2017 M11 27
En marge. Au sein du rap français, Grems jouit d’un statut à part et d’une réputation toujours intacte. Son septième et nouvel album solo, « A&a », à paraître le 19 janvier, ne battra sans doute pas les records de vente sur Internet ou dans les supermarchés, mais il n’en reste pas moins très attendu chez ses fans comme chez ceux qui aiment ce rap déviant, technique et complexe dont il a le secret. Car, si la discographie de Grems, bientôt quarante ans d’existence, connaît bien évidemment quelques sorties moins marquantes, elle contient surtout de nombreux moments de bravoure.

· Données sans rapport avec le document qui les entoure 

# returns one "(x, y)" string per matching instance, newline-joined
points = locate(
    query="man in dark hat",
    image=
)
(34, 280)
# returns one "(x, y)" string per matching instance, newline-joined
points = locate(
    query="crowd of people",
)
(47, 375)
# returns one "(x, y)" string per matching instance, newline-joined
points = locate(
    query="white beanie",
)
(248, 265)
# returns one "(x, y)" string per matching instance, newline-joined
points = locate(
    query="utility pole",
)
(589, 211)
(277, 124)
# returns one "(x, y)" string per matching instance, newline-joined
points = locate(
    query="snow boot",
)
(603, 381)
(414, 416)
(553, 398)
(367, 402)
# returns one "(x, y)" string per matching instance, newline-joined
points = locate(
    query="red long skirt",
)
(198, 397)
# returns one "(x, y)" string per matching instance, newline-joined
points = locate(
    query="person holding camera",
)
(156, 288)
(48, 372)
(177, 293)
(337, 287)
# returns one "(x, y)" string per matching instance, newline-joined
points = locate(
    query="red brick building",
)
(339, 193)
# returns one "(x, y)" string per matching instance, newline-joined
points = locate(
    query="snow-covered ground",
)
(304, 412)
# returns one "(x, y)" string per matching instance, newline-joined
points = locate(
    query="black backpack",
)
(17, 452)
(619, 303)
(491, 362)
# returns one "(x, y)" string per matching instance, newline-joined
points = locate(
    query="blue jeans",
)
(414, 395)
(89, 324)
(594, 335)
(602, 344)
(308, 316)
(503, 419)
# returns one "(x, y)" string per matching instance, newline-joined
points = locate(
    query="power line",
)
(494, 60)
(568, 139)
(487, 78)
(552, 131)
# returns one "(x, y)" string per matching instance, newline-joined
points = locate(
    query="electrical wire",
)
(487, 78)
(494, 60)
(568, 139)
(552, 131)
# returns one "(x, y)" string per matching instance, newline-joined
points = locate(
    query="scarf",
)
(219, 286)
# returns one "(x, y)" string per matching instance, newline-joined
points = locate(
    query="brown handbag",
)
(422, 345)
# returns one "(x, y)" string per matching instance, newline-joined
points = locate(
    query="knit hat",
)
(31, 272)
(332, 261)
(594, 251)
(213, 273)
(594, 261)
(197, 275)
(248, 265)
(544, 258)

« Rakaille numérik ». Tout commence en réalité pour lui au croisement des années 1990 et 2000 au sein du groupe Hustla, à une époque où La Caution et TTC commencent également à pointer le bout de leur nez avec un hip-hop volontiers hybride, innovant et en rupture complète avec le rap standardisé de Skyrock. Les médias parlent alors maladroitement de « rap alternatif », opposant de fait ces MC’s blancs aux autres, issus de l’immigration. Mais eux revendiquent simplement une attitude ou des influences différentes. Notamment Grems, plus inspiré par le grime ou la deep house que par la soul de James Brown ou l’attitude bling-bling de Jay-Z.
Inventeur de nouvelles formes. Chacun de ses projets tend à le prouver : en solo (« Algèbre », « Sea, Sex & Grems », etc.), en groupe (Rouge à Lèvres, Klub Sandwich) ou en featuring (Lucio Bukowski, Roméo Elvis, Disiz), Grems explore systématiquement les marges d’un genre qu’il s’approprie, qu’il manipule (bien aidé en cela par l’émergence massive d’Internet dans les foyers français au début des années 2000) et dont il se démarque parfois pour explorer un genre qui lui est propre : le deepkho, soit un savant mélange de rap et de house, comme il le raconte sur le titre du même nom.
Bandant d’être indépendant. À l’écoute d’une telle discographie, on comprend donc l’indépendance de Grems, celle d’un homme avant tout graphiste et graffeur, celle qui le pousse en 2013, juste après la sortie de « Vampire », à annoncer son retrait du rap… Heureusement, avant qu’il n’ait le temps de trop se décourager, il rencontre de jeunes producteurs qui le fascinent (Walter Mecca, Cahmo, R R O B I N) et l’incitent à passer à nouveau derrière le micro. C’était déjà le cas en 2016 avec les EP « Green Pisse » et « Freen Pisse ». Ça l’est de nouveau avec « A&a », où l’on retrouve C. Sen, Nikitch et Le Jouage, où l’on comprend que l’intransigeance reste encore et toujours l’objet même de son inspiration. « Ma vulgarité, c’est de l’audace », lâche-t-il sur Fantomas.